No puedo negar que al sentirme sin venda en los ojos, un poco poseedor de la «verdad» (una verdad esculpida por mi primo) me sentí superior a mis carceleros, por primera vez conocí la libertad y me regocijé de estar frente al gran jurado de adultos sabiendo que ellos no sabían que yo sabía. A partir de este momento, Sergio y yo, escuincles solitarios de 9 años, decidimos dejar la «pendejez» de los niños, ahora éramos hombres, habíamos dado el paso, podíamos fumar, decir palabrotas, hojear revistas pornográficas.

Definitivamente la asesoría de mi primo fue mi redención, fue aquí, donde mi Síndrome de Asperger recibió su mejor tratamiento terapéutico. No obstante, mi lucha no terminaba en este punto, al contrario, como Adan desterrado, había probado el fruto del conocimiento y ahora debía manejarlo, pero, como en el mito del paraíso terrenal, debía cargar con un lastre y este fue el monstruo que el Yeyo no fue capaz de exorcizarme: La culpa.

Los padres y educadores que lean esto, seguramente lo reprobarán, no los culpo, los tiempos han cambiado, sin embargo yo mantengo la hipótesis de que la circunstancia que me abrió la puerta para superar mi síndrome, fue precisamente el desconocimiento de que yo padecía de esta peculiaridad, no recibí ayuda especializada, no tuve cerca a un terapeuta, en todo caso mi terapeuta fue un niño como yo, libre, ingenioso, audaz.

Me encontraba enredado entre mi  «timidez», la disciplina de mi padre, la manipulación de mi madre, y el catecismo del padre Ripalda. Todos ellos elementos ásperos, incisivos y difíciles de manejar para un niño que recién se daba cuenta de la hipocresía del mundo que lo rodeaba.

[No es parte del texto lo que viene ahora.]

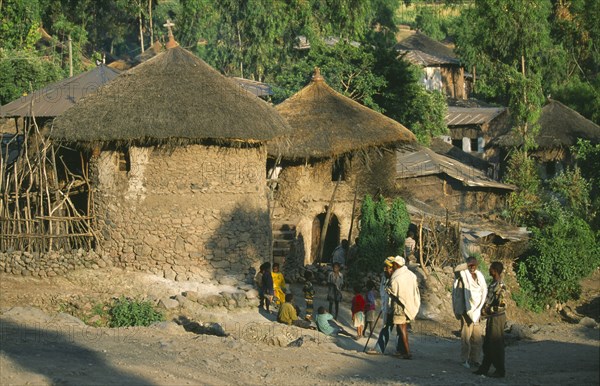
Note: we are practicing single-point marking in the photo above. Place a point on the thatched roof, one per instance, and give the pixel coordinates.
(55, 99)
(421, 50)
(173, 97)
(327, 124)
(560, 126)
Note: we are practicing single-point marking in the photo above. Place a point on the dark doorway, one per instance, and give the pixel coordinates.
(332, 239)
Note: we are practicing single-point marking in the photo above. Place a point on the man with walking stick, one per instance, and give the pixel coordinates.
(388, 323)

Pero el Yeyo me adiestró en el arte de simular, poco a poco me di cuenta de que para contrarrestar el dominio que sobre mi se ejercía, debía fingir inocencia. Mentir se convirtió en mi pasaporte a la estabilidad. Hoy descubro que mentir no fue un pecado sino un escudo, era importante engañar, y hacerlo bien de otra forma volverían a encadenarme. Los Asperger, lo mismo que los autistas, podemos ser genios (no es mi caso). Nos apartamos de la norma porque tenemos características diferentes y una de ellas es precisamente la inteligencia. Obviamente esta facultad es nuestra mejor herramienta para sobrevivir: yo personalmente creía vivir en un mundo de engaños donde debía ser más listo que los engañadores, por lo tanto tuve que cultivar artilugios y estratagemas para burlar los obstáculos reales o ficticios que observaba en mi camino. La lucha era permanente, el reto era llegar a dominar la simulación tanto, que pudiera pasar desapercibido. Obviamente esto era una ilusión, porque mi vida consistía en una representación interminable, repleta de trampas impuestas por el temor y la nula autoestima. ¡Qué diferente hubiera sido mi vida si me hubieran nutrido con amor!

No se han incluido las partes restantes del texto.